Finding your car is gone, when you return to a parking spot is every driver’s worst fear. According to the National Insurance Crime Bureau (NICB), auto theft appears to have increased considerably in 2020 ending a two-year trend of decreasing auto thefts. In 2021, car theft is still one of the most common crimes throughout the country. Do you know what to do if your car is stolen? Here are some major steps to take to ensure that you reported a stolen car to your local authorities and insurance provider correctly.
What to do immediately after your car is stolen
One of the first steps you should take is to report the theft as soon as you can. The sooner you report the theft to the police, the sooner they can start tracking it — and the sooner you’ll have a police report to send to your insurance carrier. When filling out a report, you’ll have to provide some basic information about your car including the make and model, license plate number, your vehicle identification number (VIN), and any details you can provide about any installed GPS or tracking system. Typically, auto insurance covers theft depending on the specifics of the policy. Regardless of your coverage, you should report a stolen car to your insurance provider as well. There is a high probability that a VIN number decoder will be used to find out more details about the car.
What is the probability of getting a stolen car returned?
While about 20% of stolen cars are returned nationwide, the odds of getting your car back vary widely from region to region. Drivers in the Midwest are the most likely to see their cars again, with 24% of cars being returned. Meanwhile, only 15% of the cars in the Northeast are returned to their owners. However, if you have a “smart” car connected to wifi, either through a built-in system or a device you installed, that may increase your chances of finding the car. Teslas, for example, which have an app-accessible tracking tool, have an extremely high recovery rate throughout the U.S.
Does auto insurance cover theft?
Depending on your insurance, your policy may cover theft. Optionally, if you have a home, renters, or condo insurance, you may also be covered for any items that were in your vehicle when it was stolen. Typically, insurers don’t reimburse for the full amount. They pay out what’s called the actual cash value, which is likely less than what you paid for the car.

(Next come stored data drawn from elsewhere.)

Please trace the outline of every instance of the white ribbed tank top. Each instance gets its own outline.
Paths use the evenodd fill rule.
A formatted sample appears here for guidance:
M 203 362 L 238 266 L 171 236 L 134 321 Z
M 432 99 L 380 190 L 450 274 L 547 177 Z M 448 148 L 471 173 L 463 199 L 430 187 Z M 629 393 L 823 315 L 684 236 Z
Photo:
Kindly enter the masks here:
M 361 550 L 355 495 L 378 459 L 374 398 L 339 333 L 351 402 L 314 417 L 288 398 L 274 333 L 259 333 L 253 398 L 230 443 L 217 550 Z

This can be a problem if you lease your car or owe money on it. For that reason, there are some extra coverages that could help you to make up the difference. You can use gap insurance or replacement cost coverage. For example, gap insurance is an additional type of coverage that will pay out the difference between the ACV and whatever you still owe on a lease or a loan.
What if your car is missing but not actually stolen?
If you parked illegally, owe money on parking tickets, or have some other violations, it’s possible that your car was towed to an impound lot. Before filing a police report, check to see if your car was impounded with a ClearVin report. Also, depending on where you are, your city or town may have a hotline or an online tool that will let you look up if they towed a vehicle if you have the license plate number, and give you instructions to retrieve it.
Even if your stolen vehicle is returned, unfortunately, it doesn’t mean all your problems are solved. Most likely, it won’t come back in the same condition. If whoever stole the car didn’t strip it for parts, they may have trashed the interior. Once it’s recovered always give your car a thorough, careful check, including a car VIN lookup, to ensure that nothing dangerous or illegal has been left inside.